Ich habe Eggert nie verübelt, wenn er versuchte, meine angeborene rheinische Mentalität - sicher mitunter unpassend unter Norddeutschen - zu bremsen und mir half, hier die richtige Tonart zu treffen. Wir ergänzten uns halt immer wieder so toll. Eggerts nette, vermittelnde, ausgleichende Art, seine menschliche Größe, bleiben nicht nur mir unvergessen. Er machte übrigens nie einen Hehl aus seiner Erkrankung, die er seit 4 Jahren mit sich herumtrug. Gekämpft hat er dagegen bis zuletzt. Seinen Ärzten vertraute er voll.
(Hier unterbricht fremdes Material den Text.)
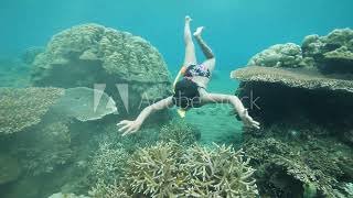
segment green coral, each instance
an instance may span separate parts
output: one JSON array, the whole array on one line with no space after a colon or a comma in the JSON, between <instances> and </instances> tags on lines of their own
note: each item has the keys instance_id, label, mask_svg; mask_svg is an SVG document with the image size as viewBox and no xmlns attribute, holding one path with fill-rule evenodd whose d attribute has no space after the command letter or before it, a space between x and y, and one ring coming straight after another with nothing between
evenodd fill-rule
<instances>
[{"instance_id":1,"label":"green coral","mask_svg":"<svg viewBox=\"0 0 353 198\"><path fill-rule=\"evenodd\" d=\"M169 96L170 74L162 55L146 40L98 24L73 26L53 36L44 53L33 63L35 86L107 86L107 94L118 99L115 84L129 84L130 101ZM65 78L63 78L65 76ZM135 98L135 97L133 97Z\"/></svg>"},{"instance_id":2,"label":"green coral","mask_svg":"<svg viewBox=\"0 0 353 198\"><path fill-rule=\"evenodd\" d=\"M163 142L174 141L182 145L191 145L200 139L200 132L184 120L174 119L162 127L159 139Z\"/></svg>"},{"instance_id":3,"label":"green coral","mask_svg":"<svg viewBox=\"0 0 353 198\"><path fill-rule=\"evenodd\" d=\"M13 145L17 155L21 156L20 163L30 175L52 173L72 157L71 133L66 123L45 121L19 133Z\"/></svg>"},{"instance_id":4,"label":"green coral","mask_svg":"<svg viewBox=\"0 0 353 198\"><path fill-rule=\"evenodd\" d=\"M124 197L256 197L254 169L243 152L231 146L189 150L176 143L158 143L140 148L128 162L124 183L104 183L93 188L94 197L111 191ZM107 196L109 197L109 196Z\"/></svg>"},{"instance_id":5,"label":"green coral","mask_svg":"<svg viewBox=\"0 0 353 198\"><path fill-rule=\"evenodd\" d=\"M265 67L303 67L302 52L299 45L293 43L278 44L265 50L247 64L248 66Z\"/></svg>"},{"instance_id":6,"label":"green coral","mask_svg":"<svg viewBox=\"0 0 353 198\"><path fill-rule=\"evenodd\" d=\"M62 95L60 88L0 88L0 134L38 124Z\"/></svg>"},{"instance_id":7,"label":"green coral","mask_svg":"<svg viewBox=\"0 0 353 198\"><path fill-rule=\"evenodd\" d=\"M0 185L13 182L19 178L21 167L15 157L0 153Z\"/></svg>"},{"instance_id":8,"label":"green coral","mask_svg":"<svg viewBox=\"0 0 353 198\"><path fill-rule=\"evenodd\" d=\"M89 163L89 180L113 184L122 176L122 167L127 165L128 153L121 144L103 141Z\"/></svg>"}]
</instances>

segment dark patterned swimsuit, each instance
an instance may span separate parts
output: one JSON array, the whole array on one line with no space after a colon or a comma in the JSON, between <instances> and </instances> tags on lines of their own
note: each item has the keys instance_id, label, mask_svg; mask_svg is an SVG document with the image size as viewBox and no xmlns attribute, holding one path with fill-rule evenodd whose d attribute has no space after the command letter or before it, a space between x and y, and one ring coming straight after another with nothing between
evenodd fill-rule
<instances>
[{"instance_id":1,"label":"dark patterned swimsuit","mask_svg":"<svg viewBox=\"0 0 353 198\"><path fill-rule=\"evenodd\" d=\"M203 76L210 78L210 69L203 64L200 65L190 65L184 74L185 77Z\"/></svg>"}]
</instances>

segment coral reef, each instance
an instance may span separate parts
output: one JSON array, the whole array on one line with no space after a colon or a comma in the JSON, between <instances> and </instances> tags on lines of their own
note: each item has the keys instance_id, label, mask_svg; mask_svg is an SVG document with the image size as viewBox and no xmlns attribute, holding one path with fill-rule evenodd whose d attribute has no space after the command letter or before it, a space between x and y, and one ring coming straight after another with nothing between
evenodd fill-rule
<instances>
[{"instance_id":1,"label":"coral reef","mask_svg":"<svg viewBox=\"0 0 353 198\"><path fill-rule=\"evenodd\" d=\"M247 65L290 68L306 66L300 46L293 43L274 45L252 57Z\"/></svg>"},{"instance_id":2,"label":"coral reef","mask_svg":"<svg viewBox=\"0 0 353 198\"><path fill-rule=\"evenodd\" d=\"M324 74L353 74L353 30L334 30L325 36L308 35L301 46L274 45L252 57L247 66L318 68Z\"/></svg>"},{"instance_id":3,"label":"coral reef","mask_svg":"<svg viewBox=\"0 0 353 198\"><path fill-rule=\"evenodd\" d=\"M0 88L0 134L38 124L62 95L60 88Z\"/></svg>"},{"instance_id":4,"label":"coral reef","mask_svg":"<svg viewBox=\"0 0 353 198\"><path fill-rule=\"evenodd\" d=\"M341 186L353 178L352 35L345 29L307 36L302 68L298 62L250 64L231 74L240 80L236 95L263 127L244 129L243 145L261 196L345 195Z\"/></svg>"},{"instance_id":5,"label":"coral reef","mask_svg":"<svg viewBox=\"0 0 353 198\"><path fill-rule=\"evenodd\" d=\"M86 196L76 196L75 194L53 194L52 196L50 196L49 198L89 198Z\"/></svg>"},{"instance_id":6,"label":"coral reef","mask_svg":"<svg viewBox=\"0 0 353 198\"><path fill-rule=\"evenodd\" d=\"M353 80L324 76L315 70L250 66L232 72L243 82L280 84L289 88L353 92Z\"/></svg>"},{"instance_id":7,"label":"coral reef","mask_svg":"<svg viewBox=\"0 0 353 198\"><path fill-rule=\"evenodd\" d=\"M243 161L243 152L215 145L159 143L140 148L128 162L119 186L98 184L93 197L256 197L254 169ZM107 194L107 195L106 195ZM110 195L110 196L109 196Z\"/></svg>"},{"instance_id":8,"label":"coral reef","mask_svg":"<svg viewBox=\"0 0 353 198\"><path fill-rule=\"evenodd\" d=\"M89 180L92 184L101 180L107 184L118 182L122 176L122 168L127 165L128 153L121 144L113 145L103 141L89 163Z\"/></svg>"},{"instance_id":9,"label":"coral reef","mask_svg":"<svg viewBox=\"0 0 353 198\"><path fill-rule=\"evenodd\" d=\"M159 140L163 142L176 142L181 145L191 145L200 140L200 132L191 124L181 119L173 119L168 124L163 125Z\"/></svg>"},{"instance_id":10,"label":"coral reef","mask_svg":"<svg viewBox=\"0 0 353 198\"><path fill-rule=\"evenodd\" d=\"M21 174L21 167L18 160L0 153L0 185L13 182L19 178Z\"/></svg>"},{"instance_id":11,"label":"coral reef","mask_svg":"<svg viewBox=\"0 0 353 198\"><path fill-rule=\"evenodd\" d=\"M39 47L39 46L30 47L22 53L21 59L23 63L31 65L34 62L35 56L43 53L44 51L45 51L44 47Z\"/></svg>"},{"instance_id":12,"label":"coral reef","mask_svg":"<svg viewBox=\"0 0 353 198\"><path fill-rule=\"evenodd\" d=\"M0 59L0 87L22 88L30 85L30 66L18 57Z\"/></svg>"},{"instance_id":13,"label":"coral reef","mask_svg":"<svg viewBox=\"0 0 353 198\"><path fill-rule=\"evenodd\" d=\"M334 30L327 36L309 35L302 42L303 57L323 73L353 74L353 30Z\"/></svg>"},{"instance_id":14,"label":"coral reef","mask_svg":"<svg viewBox=\"0 0 353 198\"><path fill-rule=\"evenodd\" d=\"M93 88L106 84L106 92L119 100L116 84L128 85L133 108L142 98L154 100L171 94L169 72L156 47L139 36L98 24L56 34L33 65L35 86Z\"/></svg>"},{"instance_id":15,"label":"coral reef","mask_svg":"<svg viewBox=\"0 0 353 198\"><path fill-rule=\"evenodd\" d=\"M334 140L312 138L310 133L288 141L282 129L274 131L276 135L268 134L268 130L264 136L247 135L244 145L258 169L255 176L261 194L300 196L309 186L320 195L333 196L333 189L339 187L338 178L346 176L338 164L352 163L342 160L352 156L350 148Z\"/></svg>"},{"instance_id":16,"label":"coral reef","mask_svg":"<svg viewBox=\"0 0 353 198\"><path fill-rule=\"evenodd\" d=\"M13 151L30 175L52 173L72 157L71 134L64 122L43 121L15 139Z\"/></svg>"},{"instance_id":17,"label":"coral reef","mask_svg":"<svg viewBox=\"0 0 353 198\"><path fill-rule=\"evenodd\" d=\"M65 89L52 107L56 113L79 121L98 120L117 111L115 101L104 91L86 87Z\"/></svg>"}]
</instances>

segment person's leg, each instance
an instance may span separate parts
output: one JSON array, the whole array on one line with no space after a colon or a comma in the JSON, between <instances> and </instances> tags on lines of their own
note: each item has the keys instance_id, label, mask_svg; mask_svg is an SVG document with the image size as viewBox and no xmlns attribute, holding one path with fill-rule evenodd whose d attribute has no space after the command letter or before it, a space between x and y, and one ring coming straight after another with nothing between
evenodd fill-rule
<instances>
[{"instance_id":1,"label":"person's leg","mask_svg":"<svg viewBox=\"0 0 353 198\"><path fill-rule=\"evenodd\" d=\"M203 52L203 54L206 56L207 59L212 59L214 58L214 54L212 52L212 50L210 48L210 46L206 44L206 42L203 41L203 38L201 37L201 33L203 31L203 26L197 28L197 30L194 33L194 36Z\"/></svg>"},{"instance_id":2,"label":"person's leg","mask_svg":"<svg viewBox=\"0 0 353 198\"><path fill-rule=\"evenodd\" d=\"M184 66L189 67L190 65L197 64L196 54L195 54L195 45L192 42L192 35L190 31L190 22L191 18L189 15L185 16L185 28L184 28L184 41L185 41L185 58Z\"/></svg>"},{"instance_id":3,"label":"person's leg","mask_svg":"<svg viewBox=\"0 0 353 198\"><path fill-rule=\"evenodd\" d=\"M206 56L206 61L202 65L207 67L210 73L212 74L216 62L215 62L215 57L214 57L214 54L213 54L211 47L201 37L202 31L203 31L203 26L197 28L196 32L194 33L194 36L195 36L203 54Z\"/></svg>"}]
</instances>

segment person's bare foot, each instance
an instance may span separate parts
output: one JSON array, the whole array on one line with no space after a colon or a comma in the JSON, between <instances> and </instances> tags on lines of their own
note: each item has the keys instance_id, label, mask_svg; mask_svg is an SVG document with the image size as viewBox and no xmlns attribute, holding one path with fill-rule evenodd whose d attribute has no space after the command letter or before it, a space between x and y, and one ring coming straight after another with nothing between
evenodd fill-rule
<instances>
[{"instance_id":1,"label":"person's bare foot","mask_svg":"<svg viewBox=\"0 0 353 198\"><path fill-rule=\"evenodd\" d=\"M194 32L194 36L201 36L201 33L202 33L203 29L204 29L204 26L199 26L196 29L196 31Z\"/></svg>"},{"instance_id":2,"label":"person's bare foot","mask_svg":"<svg viewBox=\"0 0 353 198\"><path fill-rule=\"evenodd\" d=\"M185 16L185 23L190 23L192 21L192 19L190 18L190 15Z\"/></svg>"}]
</instances>

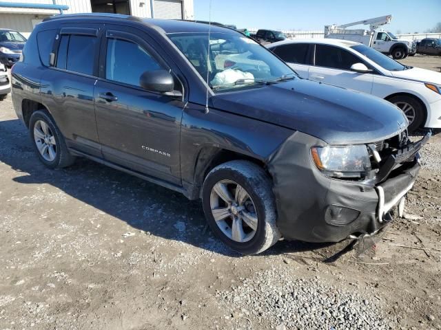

Unauffällig, wie es Eggerts Art war, verschwand er hin und wieder ins Krankenhaus, informierte seine Kollegen stets und ließ sich hinterher sofort von uns berichten. Am 30. August 1999, zwei Tage vor seinem Ableben, übergab Eggert Woost seinen Vorstandskollegen Volker Reißmann und mir mit Erläuterungen alle bei ihm befindlichen Vereinsunterlagen. Vom nahen Krebstod gezeichnet brachte Eggert es noch fertig, eine tags zuvor mühsam gekritzelte Rücktrittserklärung vom Vorsitz mit Übergabe an seinen Stellvertreter zu überreichen; korrekt und pflichtbewußt bis ans Sterbelager zuhause ...

 

Erschüttert hörten wir kurz danach von seiner Ehefrau Thea, daß Eggert in der Nacht vom 31. August auf den 1. September friedlich eingeschlafen war. Wir nahmen Abschied vom ihm am 10. September 1999 im Rahmen einer würdevollen Trauerfeier. Eggerts letzte Ruhestätte wird die Nordsee sein, die er so liebte.

 

Wir verloren viel zu früh einen filmbesessenen Freund, in dessen Sinne wir weitermachen, denn sein Museumskind soll leben und weiterwachsen, um eines Tages Realität zu werden.